O grupo Odebrecht está negociando com a BNDESPar, braço de participações do BNDES, e o fundo FI-FGTS, gerido pela Caixa Econômica Federal, um plano de reestruturação para a Odebrecht Transport, holding que atua em empreendimentos de infraestrutura. A OTP foi criada em 2010 para investir em concessões como rodovias, metrôs e aeroportos.

Entre seus ativos estão a Riogaleão, que administra o aeroporto internacional Tom Jobin, no Rio, Embraport, terminal de contêineres em Santos, Rota do Oeste, que ganhou a operação e duplicação da rodovia BR-163, no Mato Grosso, Linha 6 do metro de São Paulo e SuperVia, trem de passageiros, também no Rio.

A Odebrecht detém 59% do capital da OTP, enquanto o FI-FGTS tem 30% e a BNDESPar, 11%.

Segundo disse uma fonte a par das negociações, o acordo envolve uma reorganização societária e financeira do negócio e prevê a entrada de um novo sócio. Com isso, a participação do grupo seria diluída e a Odebrecht se tornaria um investidor minoritário.

O acerto passa pela saída da Odebrecht do controle da OTP. O Valor que o grupo aceita ter sua participação reduzida e ficar no negócio, mas desde que possa ter direito de participar da gestão. Caso contrário, sairia da holding.

A reestruturação é fundamental para a sobrevivência da OTP. Além de uma dívida de vários bilhões de reais, tem compromissos de investimentos elevados em vários projetos -caso da BR-163 e da linha paulista do metrô.
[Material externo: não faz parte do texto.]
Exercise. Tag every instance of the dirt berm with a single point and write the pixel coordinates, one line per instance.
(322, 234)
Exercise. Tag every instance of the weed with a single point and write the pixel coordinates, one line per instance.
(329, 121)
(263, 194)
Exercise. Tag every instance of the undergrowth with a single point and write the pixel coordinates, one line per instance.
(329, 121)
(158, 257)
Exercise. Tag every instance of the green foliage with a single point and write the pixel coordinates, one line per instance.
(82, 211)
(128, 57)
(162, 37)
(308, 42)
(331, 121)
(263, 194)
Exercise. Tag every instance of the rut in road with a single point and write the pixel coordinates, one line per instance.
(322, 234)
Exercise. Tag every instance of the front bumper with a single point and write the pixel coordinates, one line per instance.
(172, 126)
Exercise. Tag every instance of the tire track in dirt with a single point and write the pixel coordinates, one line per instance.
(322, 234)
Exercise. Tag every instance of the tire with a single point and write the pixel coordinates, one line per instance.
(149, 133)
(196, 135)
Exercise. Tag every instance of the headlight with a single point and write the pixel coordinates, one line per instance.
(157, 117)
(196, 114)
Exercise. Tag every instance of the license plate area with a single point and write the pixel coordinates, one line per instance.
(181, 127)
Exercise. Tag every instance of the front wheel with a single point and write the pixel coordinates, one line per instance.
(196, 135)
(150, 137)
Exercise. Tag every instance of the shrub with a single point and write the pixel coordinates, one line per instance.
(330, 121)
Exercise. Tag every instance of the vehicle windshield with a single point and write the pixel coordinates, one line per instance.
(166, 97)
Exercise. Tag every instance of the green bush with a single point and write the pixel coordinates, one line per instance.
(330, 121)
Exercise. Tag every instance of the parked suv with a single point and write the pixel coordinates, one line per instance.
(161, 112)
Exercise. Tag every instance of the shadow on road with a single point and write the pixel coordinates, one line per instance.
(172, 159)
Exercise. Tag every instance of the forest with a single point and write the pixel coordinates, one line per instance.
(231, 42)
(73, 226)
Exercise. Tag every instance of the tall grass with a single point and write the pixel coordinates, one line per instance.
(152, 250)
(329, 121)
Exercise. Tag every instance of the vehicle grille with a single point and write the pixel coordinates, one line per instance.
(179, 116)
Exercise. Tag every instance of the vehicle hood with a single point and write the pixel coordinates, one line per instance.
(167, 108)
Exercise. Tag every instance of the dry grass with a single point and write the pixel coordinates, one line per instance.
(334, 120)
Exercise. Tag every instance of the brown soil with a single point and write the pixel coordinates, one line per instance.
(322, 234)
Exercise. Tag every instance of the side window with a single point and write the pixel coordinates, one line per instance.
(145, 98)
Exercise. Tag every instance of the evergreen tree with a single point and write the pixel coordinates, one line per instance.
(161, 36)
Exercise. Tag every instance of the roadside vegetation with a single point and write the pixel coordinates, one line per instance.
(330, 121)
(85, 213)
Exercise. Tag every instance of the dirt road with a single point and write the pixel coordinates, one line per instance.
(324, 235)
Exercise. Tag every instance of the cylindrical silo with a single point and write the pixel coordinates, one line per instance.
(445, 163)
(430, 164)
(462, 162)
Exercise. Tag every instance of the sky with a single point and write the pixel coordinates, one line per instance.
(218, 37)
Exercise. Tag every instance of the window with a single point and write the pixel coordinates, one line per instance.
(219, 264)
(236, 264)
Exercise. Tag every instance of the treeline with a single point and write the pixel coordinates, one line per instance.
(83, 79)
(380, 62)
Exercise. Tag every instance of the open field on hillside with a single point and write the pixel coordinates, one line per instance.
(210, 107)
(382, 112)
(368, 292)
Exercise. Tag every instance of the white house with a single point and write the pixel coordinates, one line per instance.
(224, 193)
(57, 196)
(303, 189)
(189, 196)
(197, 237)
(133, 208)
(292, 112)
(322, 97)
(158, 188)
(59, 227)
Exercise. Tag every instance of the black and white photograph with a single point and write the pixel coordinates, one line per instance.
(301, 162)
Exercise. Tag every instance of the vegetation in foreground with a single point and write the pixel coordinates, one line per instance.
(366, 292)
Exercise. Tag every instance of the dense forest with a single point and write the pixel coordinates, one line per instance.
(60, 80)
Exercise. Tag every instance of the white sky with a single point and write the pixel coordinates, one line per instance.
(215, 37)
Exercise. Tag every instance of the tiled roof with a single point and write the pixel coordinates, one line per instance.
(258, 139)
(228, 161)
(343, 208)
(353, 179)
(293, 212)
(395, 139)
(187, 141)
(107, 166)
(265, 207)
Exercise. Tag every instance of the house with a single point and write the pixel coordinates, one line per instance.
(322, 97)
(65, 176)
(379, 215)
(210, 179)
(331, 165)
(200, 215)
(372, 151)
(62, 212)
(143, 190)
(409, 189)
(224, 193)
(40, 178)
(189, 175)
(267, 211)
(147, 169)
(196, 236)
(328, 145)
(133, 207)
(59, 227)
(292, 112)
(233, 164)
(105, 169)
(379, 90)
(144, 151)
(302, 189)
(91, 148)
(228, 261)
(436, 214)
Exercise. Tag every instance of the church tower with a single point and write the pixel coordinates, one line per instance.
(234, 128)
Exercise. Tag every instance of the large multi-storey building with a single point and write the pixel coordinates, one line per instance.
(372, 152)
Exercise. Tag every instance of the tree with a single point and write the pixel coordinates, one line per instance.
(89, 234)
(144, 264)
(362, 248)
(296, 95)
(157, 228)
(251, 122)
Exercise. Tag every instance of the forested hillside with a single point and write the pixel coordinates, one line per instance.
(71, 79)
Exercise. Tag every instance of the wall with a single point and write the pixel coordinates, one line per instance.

Com o envolvimento do grupo Odebrecht na operação Lava-Jato, a OTP teve as portas fechados para créditos e está com financiamentos do BNDES travados – somente na Riogaleão são R$ 1,8 bilhão. Na BR-163, R$ 2,7 bilhões. Para a linha 6 do metrô, o pleito do consórcio é de R$ 5,6 bilhões.

O plano de reestruturação da OTP considera a saída de negócios. É o caso do aeroporto do Galeão. A venda de sua participação e a renegociação dos pagamentos da outorga para 2018 em diante são vistos como fatores que vão viabilizar a entrada de um novo sócio. Ao mesmo tempo, é uma das condições para resolver a questão das garantias para liberação dos financiamentos travados no BNDES. O banco não se pronunciou.

Além do Galeão, a OTP vai sair do Embraport – em negociação final com a sócia Dubai Ports World (DPW), que já tem 33,3% – e de outros ativos menores, além de participações minoritárias.